Ashley Ross: I agree. And I think that this is one use that's already now getting kind of firmed up, but they have plans. My understanding that genomic classifier Decipher® people in collaboration with NRG and others have plans to also profile the RTOG 0534 trial, which is also looking at androgen deprivation therapy with salvage radiation in earlier space with or without pelvic radiation.

And they're also partnering to look at trial results of intensification for people with high PSAs. My understanding is, for some of the salvage enza trials, for example, they're going to look in that setting too. So I think there's more to come. And I often think about breast cancer and where they are in using their multigene genetic signatures to help guide decision-making about chemotherapy or not, or intoxication or not, and I'm glad that prostate cancer is really catching up quickly.

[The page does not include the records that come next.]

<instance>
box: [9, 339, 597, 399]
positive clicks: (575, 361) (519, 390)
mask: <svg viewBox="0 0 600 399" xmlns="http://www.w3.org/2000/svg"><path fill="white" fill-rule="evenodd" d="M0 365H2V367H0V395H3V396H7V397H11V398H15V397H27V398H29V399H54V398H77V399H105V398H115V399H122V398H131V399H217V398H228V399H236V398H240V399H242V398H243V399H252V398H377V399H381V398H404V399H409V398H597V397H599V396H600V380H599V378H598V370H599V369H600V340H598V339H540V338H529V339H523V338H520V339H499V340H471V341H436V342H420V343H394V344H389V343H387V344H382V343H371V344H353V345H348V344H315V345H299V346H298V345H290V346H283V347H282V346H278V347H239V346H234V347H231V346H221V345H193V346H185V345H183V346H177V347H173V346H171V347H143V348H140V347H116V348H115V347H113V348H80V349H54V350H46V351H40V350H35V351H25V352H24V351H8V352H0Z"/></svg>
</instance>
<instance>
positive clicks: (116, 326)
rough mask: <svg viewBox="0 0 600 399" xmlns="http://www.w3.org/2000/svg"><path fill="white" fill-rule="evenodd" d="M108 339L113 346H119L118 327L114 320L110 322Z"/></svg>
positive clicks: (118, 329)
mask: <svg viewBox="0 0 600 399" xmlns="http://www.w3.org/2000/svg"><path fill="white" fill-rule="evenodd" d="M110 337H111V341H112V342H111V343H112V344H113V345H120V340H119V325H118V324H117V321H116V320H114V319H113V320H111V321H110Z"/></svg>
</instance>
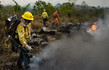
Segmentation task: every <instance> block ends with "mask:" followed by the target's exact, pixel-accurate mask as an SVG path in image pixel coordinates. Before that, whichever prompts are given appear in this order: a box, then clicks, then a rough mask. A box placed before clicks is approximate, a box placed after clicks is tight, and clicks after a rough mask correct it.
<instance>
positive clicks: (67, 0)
mask: <svg viewBox="0 0 109 70" xmlns="http://www.w3.org/2000/svg"><path fill="white" fill-rule="evenodd" d="M0 1H1V3H2V4H3V5H13V4H14V2H13V1H12V0H0ZM16 1H17V2H18V3H19V4H20V5H21V6H23V5H26V4H28V3H31V4H34V3H35V2H36V1H38V0H16ZM42 1H45V2H50V3H52V4H53V5H56V4H57V3H64V2H68V1H69V0H42ZM72 1H73V0H72ZM83 1H85V2H86V3H87V4H88V5H89V6H96V7H97V6H101V7H109V0H77V1H76V4H79V5H81V3H82V2H83Z"/></svg>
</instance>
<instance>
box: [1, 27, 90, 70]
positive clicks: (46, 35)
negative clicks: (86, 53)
mask: <svg viewBox="0 0 109 70" xmlns="http://www.w3.org/2000/svg"><path fill="white" fill-rule="evenodd" d="M72 27H73V28H72ZM76 27H77V28H76ZM80 32H81V35H83V36H85V37H88V38H89V37H90V38H91V35H90V34H88V33H86V31H85V30H84V29H80V28H78V26H69V27H61V28H60V29H58V33H56V34H44V35H45V36H46V39H47V42H48V43H49V42H51V41H55V40H60V39H61V37H62V36H63V35H65V36H66V37H68V38H70V37H71V36H72V37H73V36H76V34H78V33H80ZM2 33H4V31H3V32H2ZM40 35H41V34H40ZM0 37H1V38H0V39H1V40H0V41H1V42H0V70H19V69H18V68H17V66H16V63H17V59H18V56H19V54H18V53H15V52H12V51H11V43H10V41H8V40H7V37H6V36H5V35H4V34H1V35H0ZM42 38H43V37H42ZM88 38H84V41H89V40H90V39H89V40H88ZM42 49H43V47H40V46H36V47H35V48H34V51H33V52H32V53H33V54H34V55H37V54H38V53H39V52H40V51H41V50H42Z"/></svg>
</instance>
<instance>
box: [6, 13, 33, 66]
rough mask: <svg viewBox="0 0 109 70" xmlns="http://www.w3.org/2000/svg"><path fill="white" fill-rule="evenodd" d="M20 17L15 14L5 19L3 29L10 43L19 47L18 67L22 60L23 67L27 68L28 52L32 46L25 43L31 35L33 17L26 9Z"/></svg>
mask: <svg viewBox="0 0 109 70" xmlns="http://www.w3.org/2000/svg"><path fill="white" fill-rule="evenodd" d="M22 18H23V19H19V18H18V17H17V16H16V15H14V16H11V17H9V18H8V19H7V20H6V24H5V30H6V33H7V36H8V38H9V39H10V40H11V41H12V44H13V45H15V46H16V47H18V48H20V56H19V58H18V62H17V65H18V67H19V68H22V63H23V62H24V67H25V68H29V63H30V55H29V54H28V53H29V51H30V50H31V49H32V48H31V46H29V45H28V44H27V41H28V39H29V37H30V36H31V22H32V20H33V19H34V18H33V15H32V14H31V13H30V12H28V11H27V12H25V13H24V14H23V15H22Z"/></svg>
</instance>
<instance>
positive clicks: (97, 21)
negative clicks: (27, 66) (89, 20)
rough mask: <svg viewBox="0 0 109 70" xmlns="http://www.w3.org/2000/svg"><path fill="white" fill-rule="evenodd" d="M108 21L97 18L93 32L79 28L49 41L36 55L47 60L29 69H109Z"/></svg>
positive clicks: (34, 65)
mask: <svg viewBox="0 0 109 70" xmlns="http://www.w3.org/2000/svg"><path fill="white" fill-rule="evenodd" d="M108 19H109V18H108ZM108 21H109V20H102V19H99V20H98V21H97V25H98V29H97V30H96V31H95V32H94V33H93V34H90V33H87V32H86V31H87V30H86V31H84V30H80V31H77V32H76V34H74V33H72V36H71V37H66V36H63V39H61V40H58V41H56V42H52V43H50V45H49V46H48V47H46V48H45V49H44V50H43V51H42V52H41V53H40V54H39V55H38V56H37V57H39V58H41V59H47V62H46V63H45V64H44V65H42V66H39V67H36V66H37V65H36V64H33V65H32V66H34V67H35V68H31V70H109V54H108V53H109V51H108V50H109V27H108Z"/></svg>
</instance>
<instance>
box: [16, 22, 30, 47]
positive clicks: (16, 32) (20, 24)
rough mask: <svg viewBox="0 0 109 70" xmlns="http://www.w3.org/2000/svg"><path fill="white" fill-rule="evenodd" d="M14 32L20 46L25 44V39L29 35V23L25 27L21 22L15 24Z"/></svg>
mask: <svg viewBox="0 0 109 70" xmlns="http://www.w3.org/2000/svg"><path fill="white" fill-rule="evenodd" d="M16 33H17V34H18V38H19V41H20V43H21V44H22V46H26V45H27V39H29V37H30V36H31V23H29V24H28V25H27V26H26V27H24V26H23V25H22V22H21V23H20V24H19V25H18V26H17V29H16Z"/></svg>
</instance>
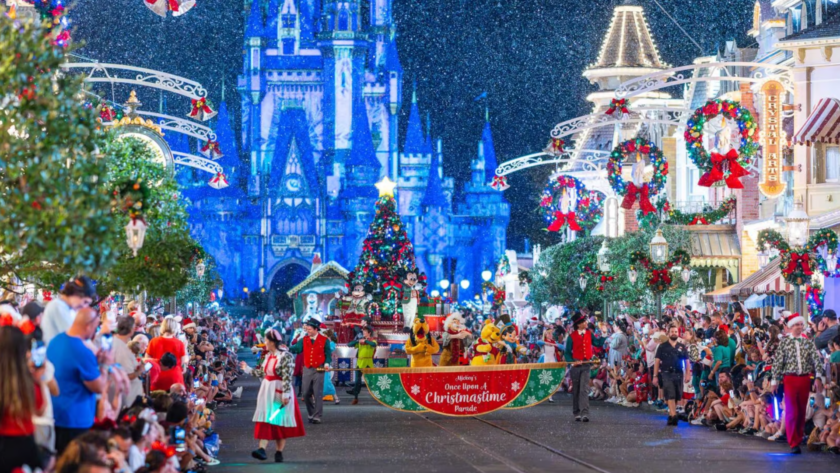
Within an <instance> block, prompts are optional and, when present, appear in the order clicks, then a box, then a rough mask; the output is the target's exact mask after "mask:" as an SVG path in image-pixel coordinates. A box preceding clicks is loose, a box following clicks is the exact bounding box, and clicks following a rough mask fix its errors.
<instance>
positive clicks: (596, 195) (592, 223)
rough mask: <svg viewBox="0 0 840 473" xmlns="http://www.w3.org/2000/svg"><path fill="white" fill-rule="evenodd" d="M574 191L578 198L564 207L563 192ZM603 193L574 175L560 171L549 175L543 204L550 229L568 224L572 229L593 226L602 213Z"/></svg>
mask: <svg viewBox="0 0 840 473" xmlns="http://www.w3.org/2000/svg"><path fill="white" fill-rule="evenodd" d="M572 191H574V192H575V196H576V200H577V202H574V203H572V205H571V207H572V208H568V209H565V210H566V212H564V211H563V208H562V201H563V194H564V193H567V192H572ZM603 202H604V196H603V194H602V193H600V192H590V191H587V190H586V186H584V185H583V183H582V182H581V181H580V180H579V179H577V178H575V177H572V176H566V175H560V176H557V177H556V178H553V179H550V180H549V183H548V185H547V186H546V188H545V189H544V190H543V193H542V198H541V199H540V208H541V210H542V213H543V216H544V217H545V220H546V222H547V223H548V228H547V230H548V231H550V232H559V231H560V230H562V229H564V228H566V227H568V228H569V229H570V230H572V231H576V232H579V231H583V230H591V229H592V228H593V227H594V226H595V225H597V224H598V222H600V221H601V217H602V216H603V213H604V212H603Z"/></svg>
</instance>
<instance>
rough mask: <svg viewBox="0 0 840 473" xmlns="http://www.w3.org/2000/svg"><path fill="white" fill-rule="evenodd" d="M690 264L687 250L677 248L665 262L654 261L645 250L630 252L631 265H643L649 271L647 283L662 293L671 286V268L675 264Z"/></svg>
mask: <svg viewBox="0 0 840 473" xmlns="http://www.w3.org/2000/svg"><path fill="white" fill-rule="evenodd" d="M688 264H691V256H690V255H689V254H688V253H687V252H686V251H685V250H675V251H674V252H673V254H672V255H671V258H670V259H669V260H668V261H667V262H666V263H664V264H656V263H654V262H652V261H651V260H650V255H648V254H647V253H646V252H644V251H634V252H633V253H631V254H630V267H631V268H633V269H635V266H636V265H641V266H642V267H643V268H644V269H645V271H647V285H648V288H650V290H651V291H653V292H654V293H660V294H661V293H663V292H665V291H667V290H668V289H669V288H670V287H671V285H672V284H673V278H672V277H671V269H672V268H673V267H674V266H677V265H688Z"/></svg>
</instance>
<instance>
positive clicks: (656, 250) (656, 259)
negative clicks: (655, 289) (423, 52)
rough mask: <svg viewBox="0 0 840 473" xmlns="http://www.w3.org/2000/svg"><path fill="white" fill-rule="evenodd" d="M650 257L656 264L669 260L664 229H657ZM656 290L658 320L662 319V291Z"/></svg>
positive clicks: (656, 298) (656, 230) (663, 262)
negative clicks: (662, 232) (663, 229)
mask: <svg viewBox="0 0 840 473" xmlns="http://www.w3.org/2000/svg"><path fill="white" fill-rule="evenodd" d="M650 259H651V261H653V263H654V264H665V263H666V262H667V261H668V241H667V240H665V237H664V236H662V229H661V228H657V229H656V236H654V237H653V239H652V240H651V241H650ZM654 292H656V320H657V321H662V293H661V292H660V291H654Z"/></svg>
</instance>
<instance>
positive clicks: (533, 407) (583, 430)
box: [209, 356, 840, 473]
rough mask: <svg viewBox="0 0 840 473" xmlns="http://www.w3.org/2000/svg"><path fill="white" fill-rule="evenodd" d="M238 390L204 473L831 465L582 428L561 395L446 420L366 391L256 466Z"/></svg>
mask: <svg viewBox="0 0 840 473" xmlns="http://www.w3.org/2000/svg"><path fill="white" fill-rule="evenodd" d="M246 359H248V360H249V363H252V362H253V361H252V359H251V357H250V356H248V357H247V358H246ZM238 385H242V386H245V392H244V393H243V395H242V399H241V400H239V402H238V404H237V405H236V406H231V407H226V408H222V409H220V410H219V412H218V421H217V430H218V431H219V433H220V435H221V438H222V440H223V442H224V444H223V445H222V449H221V452H220V454H219V457H220V460H221V462H222V464H221V465H219V466H216V467H211V468H209V471H210V472H211V473H227V472H259V471H266V472H267V471H272V472H282V471H290V472H339V471H340V472H342V473H348V472H365V473H371V472H380V471H381V472H391V471H397V472H401V471H418V472H423V473H431V472H482V473H504V472H554V473H556V472H573V473H578V472H600V473H607V472H608V473H620V472H621V473H623V472H645V473H660V472H661V473H673V472H679V473H694V472H697V473H709V472H726V471H728V472H737V473H752V472H756V473H758V472H762V473H763V472H770V471H796V472H797V473H807V472H815V473H816V472H827V471H834V470H836V469H837V468H838V466H840V457H838V456H835V455H832V454H830V453H809V452H805V453H804V454H803V455H799V456H794V455H790V454H789V453H788V447H787V445H786V444H784V443H777V442H769V441H767V440H765V439H761V438H757V437H744V436H741V435H738V434H733V433H725V432H716V431H714V430H713V429H709V428H706V427H693V426H689V425H687V424H684V423H681V424H680V426H679V427H676V428H674V427H667V426H666V425H665V419H666V415H665V414H659V413H654V412H650V411H648V410H642V409H638V408H637V409H631V408H625V407H621V406H616V405H612V404H606V403H603V402H593V403H592V409H591V413H590V414H591V415H590V417H591V419H592V422H590V423H587V424H584V423H579V422H575V421H574V418H573V416H572V414H571V398H570V397H569V396H567V395H563V394H561V395H558V396H557V399H558V402H556V403H553V404H550V403H547V402H546V403H543V404H540V405H539V406H535V407H532V408H528V409H522V410H511V411H497V412H494V413H491V414H488V415H484V416H481V417H478V418H454V417H446V416H441V415H436V414H415V413H407V412H398V411H394V410H391V409H388V408H386V407H384V406H382V405H380V404H379V403H377V402H376V401H375V400H373V399H372V398H371V397H370V395H369V394H368V393H367V391H366V390H363V391H362V396H361V397H360V401H359V404H358V405H355V406H353V405H350V401H351V400H352V398H351V397H350V396H349V395H346V394H344V391H345V389H346V388H343V387H338V392H339V396H340V397H341V404H340V405H333V404H332V403H325V406H324V417H323V423H322V424H320V425H311V424H306V437H303V438H296V439H290V440H289V441H288V442H287V445H286V449H285V452H284V457H285V460H286V461H285V463H281V464H277V463H274V462H273V461H272V460H273V459H274V455H273V453H274V446H273V443H272V444H269V448H268V449H267V452H268V454H269V461H266V462H260V461H257V460H255V459H253V458H252V457H251V454H250V452H251V451H252V450H254V449H255V448H256V443H257V442H256V441H255V440H254V438H253V423H252V422H251V416H252V415H253V408H254V405H255V403H256V395H257V389H258V383H257V382H256V380H255V379H254V378H251V377H250V376H247V375H246V376H244V377H243V378H240V382H239V383H238ZM300 405H301V408H302V409H303V410H304V412H303V417H304V419H305V418H306V413H305V409H306V408H305V406H304V405H303V402H302V401H301V403H300Z"/></svg>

Alicia Morgans: I 100% agree. So if you had to give an overarching message to folks who were thinking about these genomic classifiers in this space, what would that message be?

Ashley Ross: I think it's that the Decipher® genomic classifiers test is now kind of a primetime test. It's easy to get, it's very accessible, covered by many insurers, covered by Medicare, and in the setting of salvage decision-making for salvage radiation, I think it's now become a must test in my practice in that setting.

I think there's still work to do for restratification and you can use it to help with that in the adjuvant setting, but particularly in the salvage radiation decision-making, it's a test that deserves strong consideration for use, and I think we're going to see that reflected in guideline statements that build upon the recently published work.

Alicia Morgans: Great. Well, thank you so much for walking us through this, because I think it can be really complex when people are just trying to get into using the Decipher®-type platform or other risk classification systems. This one, as you said, really seems to be the one that's most heavily tested and really seems to be the one that is most clearly linked to these post-prostatectomy decisions, which are so critical to our patients. So, thank you for taking the time to walk us through this.

Ashley Ross: It was my pleasure, Dr. Morgans, and thank you very much for having me in to have me talk about this important work.